Memory leak protection
This is a nice new feature in Tomcat 7 which has been backported to Tomcat 6 and if you’re using version 6.0.24 or later, you can enjoy the benefits. It’s implemented as a listener which tries to detect and fix the possible memory leaks whenever it can. These are the leak cases that it tries to prevent:
- JDBC drivers – they should be de-registered upon application stop
- ThreadLocals – if you create it when processing the request, you must set it to null before completing the response
- Threads – if a webapp starts a thread (e.g. scheduler) it must stop it, Tomcat doesn’t do that for you because it might crash the JVM, but it does report the problem in the log files
- ResouceBundle – Tomcat automatically fixes this one, but if you want some details turn on debug logging
Alias support
This is said to be a much requested feature which allows you to map a .war file or a directory with static content that you could for example share among other applications deployed on that server. The main advantage over using symlinks is that when using a symlink Tomcat follows it and undeploys the content along with the application. This is done by specifying the attribute alias in the tag that looks something like this alias="/aliasPath=docBase"
and remember to use the absolute path when specifying the content location.
Even more changes
There are more changes like the ones in the manager application or the jdbc-pool library, but I won’t try to review them here. Other ones include embedding improvements which allow you to easily embed Tomcat using the class org.apache.catalina.startup.Tomcat and then do programmatic configuration of the server. This seems extremely useful for things like integration tests and in fact most of Tomcat 7 unit tests use embeded Tomcat. Tomcat 7 prevents session fixation attacks by default by changing session ID on authentication. Internal changes include switching from Valves to Filters. This change is ongoing and should eventually replace all Valves. And one thing you might notice when running the new Tomcat is that access log valve is enabled by default. This means that you’ll get another file in your logs directory which will log all access to Tomcat server. It’s formatted just like the Apache HTTP server’s access log and is useful in a number of situations.

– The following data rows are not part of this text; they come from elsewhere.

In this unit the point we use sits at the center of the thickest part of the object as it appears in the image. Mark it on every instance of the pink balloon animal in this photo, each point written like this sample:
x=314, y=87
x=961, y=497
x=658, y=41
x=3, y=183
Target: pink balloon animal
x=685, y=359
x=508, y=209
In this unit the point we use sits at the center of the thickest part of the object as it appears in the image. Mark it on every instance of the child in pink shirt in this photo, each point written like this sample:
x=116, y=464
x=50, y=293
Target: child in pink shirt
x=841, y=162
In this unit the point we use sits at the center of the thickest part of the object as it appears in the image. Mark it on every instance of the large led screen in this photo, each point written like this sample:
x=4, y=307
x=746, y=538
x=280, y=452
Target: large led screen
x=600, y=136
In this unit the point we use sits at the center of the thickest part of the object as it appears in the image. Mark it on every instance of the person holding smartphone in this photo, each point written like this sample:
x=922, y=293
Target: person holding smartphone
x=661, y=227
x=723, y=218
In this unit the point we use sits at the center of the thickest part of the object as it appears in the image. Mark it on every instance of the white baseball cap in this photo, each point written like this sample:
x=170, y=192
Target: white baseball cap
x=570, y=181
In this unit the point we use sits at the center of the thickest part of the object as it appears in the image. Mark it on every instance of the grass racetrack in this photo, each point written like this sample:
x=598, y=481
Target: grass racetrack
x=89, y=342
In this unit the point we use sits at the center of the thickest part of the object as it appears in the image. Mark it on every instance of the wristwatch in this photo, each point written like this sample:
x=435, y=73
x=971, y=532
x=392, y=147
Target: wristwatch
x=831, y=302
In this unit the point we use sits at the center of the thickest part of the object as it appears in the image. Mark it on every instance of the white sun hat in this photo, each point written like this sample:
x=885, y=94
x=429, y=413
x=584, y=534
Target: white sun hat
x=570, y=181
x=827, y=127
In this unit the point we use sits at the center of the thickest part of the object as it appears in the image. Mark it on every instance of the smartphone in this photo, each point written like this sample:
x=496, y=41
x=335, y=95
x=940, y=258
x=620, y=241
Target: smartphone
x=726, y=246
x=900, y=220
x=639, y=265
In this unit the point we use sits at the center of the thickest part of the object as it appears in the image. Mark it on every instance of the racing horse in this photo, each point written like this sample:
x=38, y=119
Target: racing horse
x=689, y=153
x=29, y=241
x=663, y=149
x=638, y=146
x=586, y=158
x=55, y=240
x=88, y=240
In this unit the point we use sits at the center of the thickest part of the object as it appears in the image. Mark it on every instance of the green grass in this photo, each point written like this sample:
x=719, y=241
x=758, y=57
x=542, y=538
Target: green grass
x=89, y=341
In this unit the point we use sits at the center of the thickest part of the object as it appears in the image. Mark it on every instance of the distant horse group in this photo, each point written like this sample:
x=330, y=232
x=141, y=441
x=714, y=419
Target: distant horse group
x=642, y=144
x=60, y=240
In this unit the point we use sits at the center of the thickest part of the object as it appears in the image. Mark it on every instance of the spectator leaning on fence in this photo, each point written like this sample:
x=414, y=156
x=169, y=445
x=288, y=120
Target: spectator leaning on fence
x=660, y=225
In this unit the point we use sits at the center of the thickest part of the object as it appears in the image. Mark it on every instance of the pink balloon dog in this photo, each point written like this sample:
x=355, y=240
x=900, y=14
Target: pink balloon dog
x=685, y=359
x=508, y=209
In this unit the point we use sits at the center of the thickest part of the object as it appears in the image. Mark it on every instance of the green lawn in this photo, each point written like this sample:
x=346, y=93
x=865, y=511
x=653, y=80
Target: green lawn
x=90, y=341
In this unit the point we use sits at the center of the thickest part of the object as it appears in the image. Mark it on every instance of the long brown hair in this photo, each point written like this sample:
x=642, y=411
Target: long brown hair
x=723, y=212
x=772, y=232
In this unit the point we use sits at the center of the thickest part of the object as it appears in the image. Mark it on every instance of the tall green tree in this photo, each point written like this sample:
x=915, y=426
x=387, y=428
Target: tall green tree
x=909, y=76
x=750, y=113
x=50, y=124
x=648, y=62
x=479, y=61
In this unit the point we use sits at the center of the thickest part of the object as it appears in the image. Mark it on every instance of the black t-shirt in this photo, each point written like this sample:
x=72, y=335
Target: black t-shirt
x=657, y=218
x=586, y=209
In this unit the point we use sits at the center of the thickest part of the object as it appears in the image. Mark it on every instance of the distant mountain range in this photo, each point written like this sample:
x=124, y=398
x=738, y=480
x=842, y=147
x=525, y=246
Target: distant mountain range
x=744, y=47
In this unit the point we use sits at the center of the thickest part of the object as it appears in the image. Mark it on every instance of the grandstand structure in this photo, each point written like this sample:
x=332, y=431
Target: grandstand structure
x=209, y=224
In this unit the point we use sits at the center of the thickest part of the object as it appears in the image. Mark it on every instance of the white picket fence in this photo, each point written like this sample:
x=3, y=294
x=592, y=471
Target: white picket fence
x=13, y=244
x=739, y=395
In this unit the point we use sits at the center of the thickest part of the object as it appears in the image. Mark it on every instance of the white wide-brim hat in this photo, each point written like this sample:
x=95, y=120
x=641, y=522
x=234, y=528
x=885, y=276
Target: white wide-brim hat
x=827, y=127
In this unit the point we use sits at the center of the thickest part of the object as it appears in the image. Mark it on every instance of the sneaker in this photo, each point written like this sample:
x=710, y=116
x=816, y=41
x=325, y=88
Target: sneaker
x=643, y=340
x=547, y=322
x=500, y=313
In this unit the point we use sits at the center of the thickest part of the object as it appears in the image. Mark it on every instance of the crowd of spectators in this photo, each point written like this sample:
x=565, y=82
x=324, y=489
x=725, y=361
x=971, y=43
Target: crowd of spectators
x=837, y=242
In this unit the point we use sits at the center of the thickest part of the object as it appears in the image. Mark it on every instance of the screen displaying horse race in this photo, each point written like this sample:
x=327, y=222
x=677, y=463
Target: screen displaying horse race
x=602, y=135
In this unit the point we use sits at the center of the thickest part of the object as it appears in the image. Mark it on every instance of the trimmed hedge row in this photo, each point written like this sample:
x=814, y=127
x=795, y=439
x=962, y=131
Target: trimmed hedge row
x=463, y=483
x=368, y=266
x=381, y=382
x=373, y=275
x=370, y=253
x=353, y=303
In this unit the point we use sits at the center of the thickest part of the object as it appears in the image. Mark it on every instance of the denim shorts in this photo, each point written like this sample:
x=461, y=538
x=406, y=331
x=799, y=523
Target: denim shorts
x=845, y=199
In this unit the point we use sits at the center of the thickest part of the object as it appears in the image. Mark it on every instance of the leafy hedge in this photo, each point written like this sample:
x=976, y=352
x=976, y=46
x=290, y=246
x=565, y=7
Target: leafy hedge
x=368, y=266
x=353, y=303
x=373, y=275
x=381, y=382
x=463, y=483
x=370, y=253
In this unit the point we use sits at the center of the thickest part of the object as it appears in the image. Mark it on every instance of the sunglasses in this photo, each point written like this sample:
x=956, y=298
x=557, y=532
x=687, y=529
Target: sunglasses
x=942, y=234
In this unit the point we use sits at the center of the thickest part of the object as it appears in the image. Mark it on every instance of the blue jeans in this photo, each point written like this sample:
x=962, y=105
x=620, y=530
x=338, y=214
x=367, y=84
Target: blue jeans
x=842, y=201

I am using Tomcat 6 and 7 side by side for my current needs and can say that Tomcat 7 with all it’s nice features does contain a few bugs so don’t rush into using it for any environments that need stability. I’m still playing with the new Tomcat’s features and maybe will write another post regarding that.
UPDATE (2011-07-30)
Since this post is still relevant and gets a reasonable amount of traffic I decided to update it by putting a link to Mark Thomas’s recent presentation on What’s New in Tomcat 7, so that you would get the information straight from the source. The sound quality isn’t that great, but it’s worth watching/listening if you’re interested and have a half an hour to spare.